Das könnte sich nun ändern. Die von Demokraten regierten Großstädte wie New York, Chicago oder Washington verzeichnen seit einiger Zeit sinkende Zahlen. Dagegen breitet sich Covid-19 nun auch in ländlichen Regionen aus, die mehrheitlich republikanisch wählen.
Trump behauptet, es liege daran, dass mehr getestet werde. Das allein aber, darin sind sich die Experten einig, ist nicht der Grund. Tatsächlich haben Forscher schon vor Monaten prognostiziert, dass Covid-19 nach den Städten auch die Provinz heimsuchen werde. Zudem sind besonders Staaten betroffen, die wie Texas und Florida erst spät mit landesweiten Regelungen gegen das Virus vorgegangen sind.

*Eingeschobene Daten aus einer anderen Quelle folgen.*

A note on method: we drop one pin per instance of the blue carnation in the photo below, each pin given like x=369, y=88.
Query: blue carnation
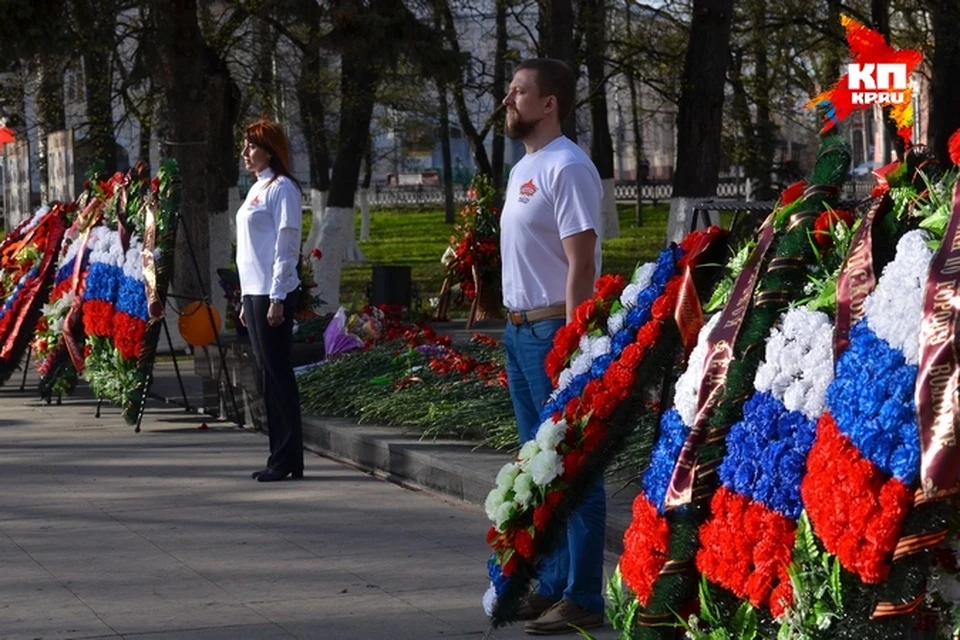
x=872, y=403
x=656, y=479
x=132, y=298
x=766, y=454
x=102, y=282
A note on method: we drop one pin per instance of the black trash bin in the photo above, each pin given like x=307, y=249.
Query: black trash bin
x=391, y=285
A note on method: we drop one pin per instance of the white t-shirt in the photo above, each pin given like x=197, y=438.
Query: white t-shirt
x=552, y=194
x=268, y=237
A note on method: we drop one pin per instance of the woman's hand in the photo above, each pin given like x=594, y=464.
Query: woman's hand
x=275, y=314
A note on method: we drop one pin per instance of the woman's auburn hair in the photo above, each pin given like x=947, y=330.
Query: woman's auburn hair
x=269, y=136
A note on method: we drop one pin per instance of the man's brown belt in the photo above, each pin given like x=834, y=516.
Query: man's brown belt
x=546, y=313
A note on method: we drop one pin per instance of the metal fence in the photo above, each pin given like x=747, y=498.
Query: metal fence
x=431, y=196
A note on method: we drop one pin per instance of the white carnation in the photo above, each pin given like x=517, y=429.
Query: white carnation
x=507, y=475
x=550, y=434
x=505, y=512
x=545, y=466
x=644, y=274
x=798, y=361
x=893, y=310
x=616, y=321
x=528, y=450
x=492, y=503
x=688, y=384
x=629, y=296
x=601, y=346
x=523, y=490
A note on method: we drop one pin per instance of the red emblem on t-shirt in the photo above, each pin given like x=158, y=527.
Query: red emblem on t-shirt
x=527, y=189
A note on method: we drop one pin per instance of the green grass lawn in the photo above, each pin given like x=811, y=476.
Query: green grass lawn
x=418, y=238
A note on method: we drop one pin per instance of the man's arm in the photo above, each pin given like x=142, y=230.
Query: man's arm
x=582, y=273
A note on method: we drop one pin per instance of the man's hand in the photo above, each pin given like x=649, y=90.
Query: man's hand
x=275, y=314
x=582, y=273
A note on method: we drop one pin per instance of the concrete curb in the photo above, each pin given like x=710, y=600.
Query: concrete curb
x=453, y=468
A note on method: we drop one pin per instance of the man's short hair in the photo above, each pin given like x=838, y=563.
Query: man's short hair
x=554, y=78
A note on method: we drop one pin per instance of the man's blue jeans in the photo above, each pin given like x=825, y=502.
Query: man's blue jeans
x=575, y=569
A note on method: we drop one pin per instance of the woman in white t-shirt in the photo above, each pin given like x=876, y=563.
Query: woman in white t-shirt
x=268, y=251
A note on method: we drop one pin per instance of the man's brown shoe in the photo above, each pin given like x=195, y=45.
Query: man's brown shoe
x=564, y=617
x=533, y=606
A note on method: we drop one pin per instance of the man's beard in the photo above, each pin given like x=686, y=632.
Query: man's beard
x=519, y=129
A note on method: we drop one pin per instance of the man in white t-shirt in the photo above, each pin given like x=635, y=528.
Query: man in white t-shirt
x=551, y=259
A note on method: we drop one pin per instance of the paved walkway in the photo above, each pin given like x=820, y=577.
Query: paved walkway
x=162, y=534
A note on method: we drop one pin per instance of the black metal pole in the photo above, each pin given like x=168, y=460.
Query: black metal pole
x=26, y=369
x=216, y=334
x=176, y=367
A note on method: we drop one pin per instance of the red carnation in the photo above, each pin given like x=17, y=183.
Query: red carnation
x=523, y=543
x=793, y=192
x=645, y=545
x=859, y=519
x=953, y=145
x=879, y=190
x=827, y=221
x=585, y=312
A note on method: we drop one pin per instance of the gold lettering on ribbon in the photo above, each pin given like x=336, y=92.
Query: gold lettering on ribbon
x=857, y=279
x=715, y=367
x=148, y=260
x=938, y=381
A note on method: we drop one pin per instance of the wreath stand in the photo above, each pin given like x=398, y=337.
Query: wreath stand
x=223, y=370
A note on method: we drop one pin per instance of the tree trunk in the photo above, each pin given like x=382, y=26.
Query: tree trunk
x=699, y=118
x=263, y=80
x=201, y=140
x=944, y=89
x=556, y=41
x=50, y=113
x=459, y=100
x=98, y=80
x=313, y=122
x=448, y=205
x=358, y=82
x=499, y=93
x=635, y=109
x=594, y=25
x=880, y=14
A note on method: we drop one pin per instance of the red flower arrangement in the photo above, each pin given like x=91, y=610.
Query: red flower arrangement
x=793, y=192
x=475, y=248
x=953, y=146
x=747, y=547
x=826, y=222
x=589, y=315
x=856, y=509
x=645, y=547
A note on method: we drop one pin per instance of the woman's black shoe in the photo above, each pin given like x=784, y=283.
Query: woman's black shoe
x=271, y=475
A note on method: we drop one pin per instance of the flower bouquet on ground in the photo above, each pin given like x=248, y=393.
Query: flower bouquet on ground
x=124, y=291
x=53, y=331
x=27, y=265
x=716, y=392
x=834, y=514
x=474, y=253
x=606, y=363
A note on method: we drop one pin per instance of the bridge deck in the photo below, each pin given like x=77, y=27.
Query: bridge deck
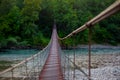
x=52, y=68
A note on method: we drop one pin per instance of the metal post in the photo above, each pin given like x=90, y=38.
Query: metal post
x=26, y=68
x=68, y=67
x=89, y=53
x=12, y=74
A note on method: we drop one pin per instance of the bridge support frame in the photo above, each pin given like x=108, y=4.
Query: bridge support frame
x=89, y=52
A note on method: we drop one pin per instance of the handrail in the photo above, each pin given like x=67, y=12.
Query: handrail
x=104, y=14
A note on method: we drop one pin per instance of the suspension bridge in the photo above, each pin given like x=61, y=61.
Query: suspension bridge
x=51, y=63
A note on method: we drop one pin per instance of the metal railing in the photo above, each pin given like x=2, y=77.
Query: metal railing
x=115, y=7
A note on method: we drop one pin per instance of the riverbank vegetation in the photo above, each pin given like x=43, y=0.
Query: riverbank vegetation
x=30, y=22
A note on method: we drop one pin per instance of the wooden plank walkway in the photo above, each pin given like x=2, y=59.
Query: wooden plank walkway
x=52, y=69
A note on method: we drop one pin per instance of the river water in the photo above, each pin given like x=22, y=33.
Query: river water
x=22, y=54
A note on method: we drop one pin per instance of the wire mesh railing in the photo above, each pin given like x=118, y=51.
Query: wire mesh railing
x=115, y=7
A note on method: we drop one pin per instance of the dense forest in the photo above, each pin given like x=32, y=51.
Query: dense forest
x=30, y=22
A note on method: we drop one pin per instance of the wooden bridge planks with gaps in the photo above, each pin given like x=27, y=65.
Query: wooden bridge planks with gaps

Oder die, wie Georgia und South Carolina, gegen den Rat von Experten die Wirtschaft früh geöffnet haben.
Es hat auch nicht geholfen, dass Trump das Tragen von Masken zu einer politischen Frage gemacht hat. Dass seine glühenden Anhänger seltener Masken tragen, erhöht die Infektionsgefahr.
Statt nach dem Ende des Lockdowns in einem Triumphzug durchs Land zu ziehen, muss Trump sich wieder wegen seiner Corona-Politik rechtfertigen. Die hat von der Bevölkerung durchweg schlechte Noten bekommen und entscheidend zu seinem Umfragetief beigetragen.
Der Präsident schätzt die Lage als sehr ernst ein. Er habe seine Leute angewiesen, die Zahl der Tests herunterzufahren, sagte er am Wochenende auf der Kundgebung in Tulsa. Eine Sprecherin erklärte hinterher, das sei nur ein Witz gewesen.
"Das war kein Witz, das war ein Geständnis", erklärte Trumps demokratischer Gegenspieler Joe Biden. Trump hat das Gegenteil von dem erreicht, was er beabsichtige. Er hat gegen eine schnelle Schließung und für eine verfrühte Öffnung der Wirtschaft plädiert. Damit wollte er das Problem schnell lösen und aus dem Wahlkampf heraushalten. Stattdessen ist es wieder mittendrin.